Pesan Mendalam Orang Tua untuk Tahir

Selang beberapa saat, melihat sang anak tumbuh dewasa dan menginjak usia 21 tahun, kedua orang tua Tahir pun lantas meminta Tahir untuk mencari calon istri. Sang ibu pun berpesan agar Tahir mencari calon istri yang baik dan kuat untuk menemaninya berjuang bersama. Sementara sang ayah meminta Tahir untuk bisa menjadi laki-laki terhormat yang dihargai banyak orang.

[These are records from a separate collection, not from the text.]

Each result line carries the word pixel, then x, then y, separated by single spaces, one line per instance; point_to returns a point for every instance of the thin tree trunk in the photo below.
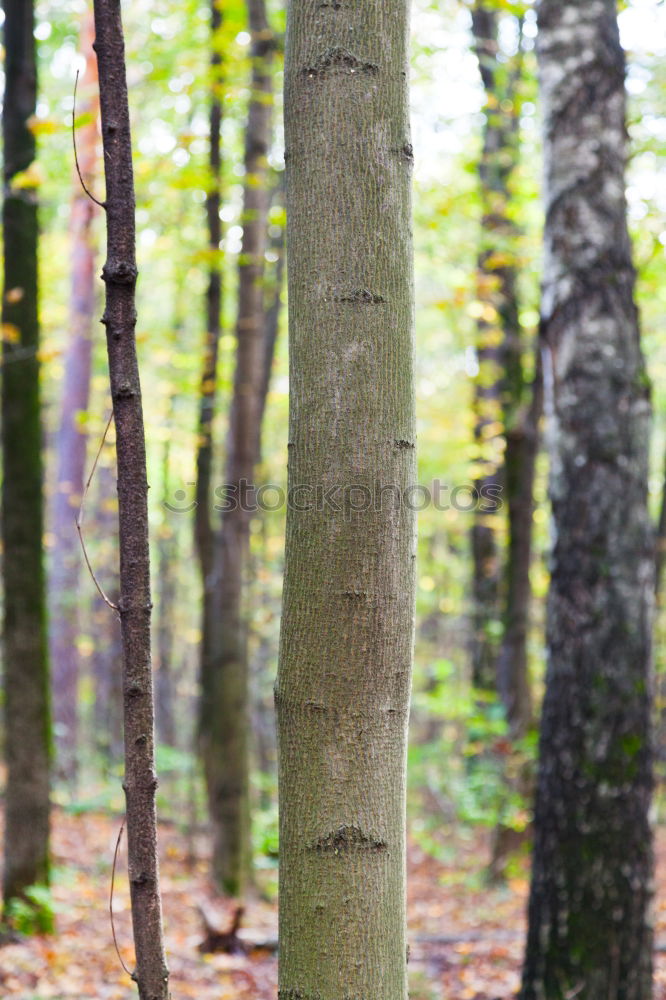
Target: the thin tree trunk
pixel 71 438
pixel 203 527
pixel 499 386
pixel 516 409
pixel 225 708
pixel 167 562
pixel 134 606
pixel 108 704
pixel 26 681
pixel 590 932
pixel 520 456
pixel 342 693
pixel 660 556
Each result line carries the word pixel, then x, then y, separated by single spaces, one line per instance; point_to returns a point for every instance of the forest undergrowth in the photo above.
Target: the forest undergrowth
pixel 466 938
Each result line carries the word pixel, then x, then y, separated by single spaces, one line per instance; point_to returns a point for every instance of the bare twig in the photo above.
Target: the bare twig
pixel 102 204
pixel 79 518
pixel 113 879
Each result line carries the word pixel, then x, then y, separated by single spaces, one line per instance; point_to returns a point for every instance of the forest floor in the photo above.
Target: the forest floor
pixel 466 939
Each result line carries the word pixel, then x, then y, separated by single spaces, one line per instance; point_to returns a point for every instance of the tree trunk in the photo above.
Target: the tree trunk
pixel 514 408
pixel 501 591
pixel 342 693
pixel 202 526
pixel 134 606
pixel 167 562
pixel 72 437
pixel 224 704
pixel 108 704
pixel 27 715
pixel 660 542
pixel 590 933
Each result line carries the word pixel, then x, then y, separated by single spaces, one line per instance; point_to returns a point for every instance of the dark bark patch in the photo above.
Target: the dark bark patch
pixel 338 60
pixel 362 296
pixel 347 838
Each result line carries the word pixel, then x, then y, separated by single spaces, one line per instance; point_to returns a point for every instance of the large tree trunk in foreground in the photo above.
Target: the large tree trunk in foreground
pixel 72 437
pixel 342 692
pixel 590 934
pixel 224 703
pixel 27 722
pixel 134 606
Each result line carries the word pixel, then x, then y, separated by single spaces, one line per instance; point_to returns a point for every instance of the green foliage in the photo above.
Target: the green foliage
pixel 34 913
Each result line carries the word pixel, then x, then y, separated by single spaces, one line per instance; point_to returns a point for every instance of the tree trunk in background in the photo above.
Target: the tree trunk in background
pixel 134 606
pixel 72 437
pixel 520 456
pixel 26 681
pixel 590 933
pixel 108 705
pixel 342 693
pixel 202 526
pixel 660 542
pixel 519 408
pixel 167 562
pixel 224 704
pixel 501 593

“Saat itu papah bilang, ‘aku bermimpi melihatmu dengan mudah memasuki Gedung-gedung mewah dan menduduki jabatan tinggi. Kamu tidak harus menjadi pedagang jika kuliahmu bisa menghasilkan kamu laki-laki terhormat di kantor yang mempunyai reputasi baik’,” tutur Tahir seraya menirukan ucapan sang ayah kala itu.

Tahir bilang, saat itu ia hanya berusaha mengangguk dan mendengarkan semua perkataan orang tuanya. Ia pun mengaku tak merasakan kegembiraan apa pun ketika orang tuanya berbicara soal perempuan. Menurutnya, ia akan memikirkan soal pendamping hidup saat ia telah mencapai pencapaian yang signifikan dalam hidup, tidak sekarang.

“Masa kecil saya yang pahit membuat saya enggan memikirkan untuk menikah muda. Saya tidak perlu terburu-buru dalam hal ini,” tukas Tahir.

Lebih lanjut, kata Tahir, ketika menghabiskan liburan kuliah di Surabaya, dia kerap pergi ke tempat-tempat dimana ia dibesarkan. Seperti, ke bekas rumahnya dulu di Jl. Bunguran. Lalu pergi mengunjungi rumah sahabatnya ayahnya dulu yang serumah dengannya, Tan Boen Tjoe.

Tak lupa, ia pun menyusuri Jl. Keputran, Jl. Kapasan, dan lewat di depan RS Husada, tempat dimana ia dilahirkan, dan baru bisa keluar dari RS setelah sang ibu berhasil mendapatkan pembeli becak rakitan milik sang ayah.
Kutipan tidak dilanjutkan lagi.